Vertebral Artery Dissection Leading to Multiple Strokes Presenting as Recurrent Paroxysmal Vertigo

עידן יואל 1,9 Gilad Sherman 1,2,9 Michael Ben-Akun 3,9 Assaf Barg 4,9 Mati Bakon 5,9 Omer Bar-Yosef 6,9 Irit Tirosh 1,7,9 Asaf Vivante 1,8,9
1Department of Pediatrics B, Edmond and Lily Safra Children's Hospital, Sheba Medical Center, ישראל
2Pediatric Infectious Diseases Unit, Edmond and Lily Safra Children's Hospital, Sheba Medical Center, ישראל
3Pediatric Emergency Department, Edmond and Lily Safra Children's Hospital, Sheba Medical Center, ישראל
4Pediatric Hemato-Oncology Department, Edmond and Lily Safra Children's Hospital, Sheba Medical Center, ישראל
5Department of Diagnostic Imaging, Edmond and Lily Safra Children's Hospital, Sheba Medical Center, ישראל
6Pediatric Neurology Unit, Edmond and Lily Safra Children's Hospital, Sheba Medical Center, ישראל
7Pediatric Rheumatology Unit, Edmond and Lily Safra Children's Hospital, Sheba Medical Center, ישראל
8Pediatric Nephrology Unit, Edmond and Lily Safra Children's Hospital, Sheba Medical Center, ישראל
9Sackler Faculty of Medicine, Tel-Aviv University, ישראל

Acute ischemic stroke (AIS) is an uncommon phenomenon in the pediatric population with an annual incidence rate of 1.2-8/100,000 with a marked predominance for the anterior cerebral circulation.
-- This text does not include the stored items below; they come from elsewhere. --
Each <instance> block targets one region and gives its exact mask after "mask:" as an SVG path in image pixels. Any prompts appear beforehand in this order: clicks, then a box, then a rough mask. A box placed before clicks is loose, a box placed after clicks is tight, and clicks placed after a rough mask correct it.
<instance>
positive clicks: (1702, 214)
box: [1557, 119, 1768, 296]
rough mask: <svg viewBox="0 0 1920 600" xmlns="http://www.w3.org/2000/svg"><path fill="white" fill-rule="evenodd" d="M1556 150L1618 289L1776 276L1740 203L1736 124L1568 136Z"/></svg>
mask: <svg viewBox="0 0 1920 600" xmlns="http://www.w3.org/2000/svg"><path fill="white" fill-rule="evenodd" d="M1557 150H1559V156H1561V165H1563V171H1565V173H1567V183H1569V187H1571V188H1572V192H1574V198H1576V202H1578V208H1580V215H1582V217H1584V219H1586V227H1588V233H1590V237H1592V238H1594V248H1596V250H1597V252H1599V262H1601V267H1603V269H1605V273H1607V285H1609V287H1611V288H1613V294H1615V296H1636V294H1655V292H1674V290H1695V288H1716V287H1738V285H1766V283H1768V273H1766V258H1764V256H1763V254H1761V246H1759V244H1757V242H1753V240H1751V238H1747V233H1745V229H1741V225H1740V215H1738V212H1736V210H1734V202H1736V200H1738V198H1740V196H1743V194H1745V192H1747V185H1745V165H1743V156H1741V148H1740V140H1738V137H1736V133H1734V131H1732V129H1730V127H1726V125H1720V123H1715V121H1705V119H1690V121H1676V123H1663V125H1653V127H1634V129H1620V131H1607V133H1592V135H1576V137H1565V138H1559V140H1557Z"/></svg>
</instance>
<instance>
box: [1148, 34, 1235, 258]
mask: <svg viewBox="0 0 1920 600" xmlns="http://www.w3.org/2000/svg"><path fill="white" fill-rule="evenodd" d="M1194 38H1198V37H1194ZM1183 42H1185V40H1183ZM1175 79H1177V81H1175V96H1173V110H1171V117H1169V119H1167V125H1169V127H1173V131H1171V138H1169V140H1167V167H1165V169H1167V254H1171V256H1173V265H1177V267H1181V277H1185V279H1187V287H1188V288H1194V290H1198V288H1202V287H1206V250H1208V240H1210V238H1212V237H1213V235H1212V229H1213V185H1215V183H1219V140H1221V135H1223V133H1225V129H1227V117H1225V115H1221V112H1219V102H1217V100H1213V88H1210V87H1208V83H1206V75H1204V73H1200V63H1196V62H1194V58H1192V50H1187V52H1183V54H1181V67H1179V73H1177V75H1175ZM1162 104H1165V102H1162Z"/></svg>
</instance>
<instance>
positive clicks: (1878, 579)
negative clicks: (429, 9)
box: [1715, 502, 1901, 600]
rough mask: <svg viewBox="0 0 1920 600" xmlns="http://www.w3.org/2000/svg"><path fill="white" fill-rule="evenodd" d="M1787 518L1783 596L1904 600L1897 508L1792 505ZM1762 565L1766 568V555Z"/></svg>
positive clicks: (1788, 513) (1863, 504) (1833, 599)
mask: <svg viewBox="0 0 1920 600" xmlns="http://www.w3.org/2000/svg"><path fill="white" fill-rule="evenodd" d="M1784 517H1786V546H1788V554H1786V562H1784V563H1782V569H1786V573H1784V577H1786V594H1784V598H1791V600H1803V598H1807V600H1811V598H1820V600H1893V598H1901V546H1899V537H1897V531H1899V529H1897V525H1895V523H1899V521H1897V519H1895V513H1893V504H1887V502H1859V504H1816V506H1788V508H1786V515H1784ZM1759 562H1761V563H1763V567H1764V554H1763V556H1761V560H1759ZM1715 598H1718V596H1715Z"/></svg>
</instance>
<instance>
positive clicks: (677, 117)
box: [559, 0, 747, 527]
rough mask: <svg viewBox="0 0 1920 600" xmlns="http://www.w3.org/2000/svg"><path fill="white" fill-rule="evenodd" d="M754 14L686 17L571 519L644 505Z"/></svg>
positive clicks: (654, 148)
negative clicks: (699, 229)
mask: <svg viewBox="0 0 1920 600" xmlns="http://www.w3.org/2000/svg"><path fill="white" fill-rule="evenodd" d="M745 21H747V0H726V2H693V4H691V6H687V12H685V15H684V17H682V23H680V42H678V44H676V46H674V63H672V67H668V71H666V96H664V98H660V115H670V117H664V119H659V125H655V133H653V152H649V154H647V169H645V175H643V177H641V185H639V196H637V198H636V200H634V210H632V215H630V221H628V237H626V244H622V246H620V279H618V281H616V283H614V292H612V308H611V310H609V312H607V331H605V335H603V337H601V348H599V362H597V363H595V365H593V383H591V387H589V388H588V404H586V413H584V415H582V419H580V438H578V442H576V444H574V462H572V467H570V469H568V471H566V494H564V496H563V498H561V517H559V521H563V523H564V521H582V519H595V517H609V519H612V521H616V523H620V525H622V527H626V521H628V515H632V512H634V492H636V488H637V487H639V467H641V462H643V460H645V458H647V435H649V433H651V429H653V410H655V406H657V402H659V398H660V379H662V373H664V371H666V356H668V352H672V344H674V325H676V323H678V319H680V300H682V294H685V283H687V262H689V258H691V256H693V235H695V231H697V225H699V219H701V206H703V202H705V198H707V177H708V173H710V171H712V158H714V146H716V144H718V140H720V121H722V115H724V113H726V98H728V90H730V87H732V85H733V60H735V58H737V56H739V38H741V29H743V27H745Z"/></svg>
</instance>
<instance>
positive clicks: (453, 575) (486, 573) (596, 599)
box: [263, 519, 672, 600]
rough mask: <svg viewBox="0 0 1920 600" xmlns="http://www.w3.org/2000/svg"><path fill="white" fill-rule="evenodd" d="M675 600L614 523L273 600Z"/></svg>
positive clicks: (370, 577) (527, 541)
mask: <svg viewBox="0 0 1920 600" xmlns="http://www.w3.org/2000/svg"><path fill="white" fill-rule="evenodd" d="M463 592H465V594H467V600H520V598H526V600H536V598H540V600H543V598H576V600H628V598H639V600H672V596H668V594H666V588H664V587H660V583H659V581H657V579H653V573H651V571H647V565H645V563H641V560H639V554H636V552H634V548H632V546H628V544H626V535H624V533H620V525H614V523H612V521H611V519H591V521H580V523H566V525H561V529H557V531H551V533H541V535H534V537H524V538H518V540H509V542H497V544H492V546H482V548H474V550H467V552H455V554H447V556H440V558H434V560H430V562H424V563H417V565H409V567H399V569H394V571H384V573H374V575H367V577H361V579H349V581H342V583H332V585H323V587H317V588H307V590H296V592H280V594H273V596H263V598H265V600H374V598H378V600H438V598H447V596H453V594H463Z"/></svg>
Strokes in the posterior (vertebrobasilar) circulations are less common and have higher recurrence rate. The most common underlying etiologies include arteriopathy, cardiac disease, and hematologic conditions.

We present here a case of a nine-years-old boy who presented with recurrent paroxysmal self-resolving vertigo episodes. His physical examination including neurological assessment was unremarkable. Initial laboratory workup and ECG were normal. Given the persistence of his symptoms, he underwent a brain MRI demonstrating multiple cerebellar lesions consistent with acute and subacute ischemic strokes. Full etiologic investigations including hypercoagulability analysis, cardiac and metabolic studies were negative. Subsequent brain CTA was inconclusive for vertebral artery dissection. A week later, despite Enoxaparin and Aspirin treatment, the patient experienced recurrent vertigo episodes correlating with additional strokes in the posterior circulation. Consequently, Enoxaparin dosage was increased and the patient underwent urgent angiography demonstrating cervical left artery dissection with no clear preceding history of trauma. At that point it was decided to pursue conservative management. The patient was free of symptoms and no evidence of AIS on a follow-up MRI ten weeks later.

The diagnosis of stroke in children is challenging and requires a high index of suspicion. Paroxysmal vertigo is a relatively uncommon presentation. Recurrent AIS is more common in arterial dissection and AIS in the posterior circulation within the first three months following the initial episode.